[The Scottish Chiefs by Jane Porter]@TWC D-Link bookThe Scottish Chiefs CHAPTER XIII 9/17
"Where am I ?" looking wildly at the two men who had brought her: "Why am I not taken to my father ?" She received no answer, and both the Scot and the Englishman left the place.
The stranger still held her locked in a gripe that seemed of iron.
In vain she struggled, in vain she shrieked, in vain she called on earth and Heaven, for assistance; she was held, and still he kept silence.
Exhausted with terror and fruitless attempt for release, she put her hands together, and in a calmer tone exclaimed: "If you have honor or humanity in your heart, release me! I am an unprotected woman, praying for your mercy; withhold it not, for the sake of Heaven and your own soul." "Kneel to me then, thou siren!" cried the warrior, with fierceness.

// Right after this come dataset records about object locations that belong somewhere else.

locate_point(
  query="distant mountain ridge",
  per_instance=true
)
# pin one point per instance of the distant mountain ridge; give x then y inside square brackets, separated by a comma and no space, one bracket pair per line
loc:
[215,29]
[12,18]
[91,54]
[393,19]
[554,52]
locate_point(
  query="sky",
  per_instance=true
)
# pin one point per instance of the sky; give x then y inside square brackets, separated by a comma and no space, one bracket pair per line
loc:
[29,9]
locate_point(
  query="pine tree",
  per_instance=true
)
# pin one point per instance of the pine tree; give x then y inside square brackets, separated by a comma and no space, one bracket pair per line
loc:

As he spoke he threw the tender knees of Lady Helen upon the rocky floor. His voice echoed terribly in her ears, but obeying him, "Free me," cried she, "for the sake of my dying father!" "Never, till I have had my revenge!" At this dreadful denunciation she shuddered to the soul, but yet she spoke: "Surely I am mistaken for some one else! Oh, how can I have offended any man to incur so cruel an outrage ?" The warrior burst into a satanic laugh, and, throwing up his visor, "Behold me, Helen!" cried he, grasping her clasped hands with a horrible force, "My hour is come!" At the sight of the dreadful face of Soulis she comprehended all her danger, and with supernatural strength, wresting her hands from his hold, she burst through the bushes out of the cave.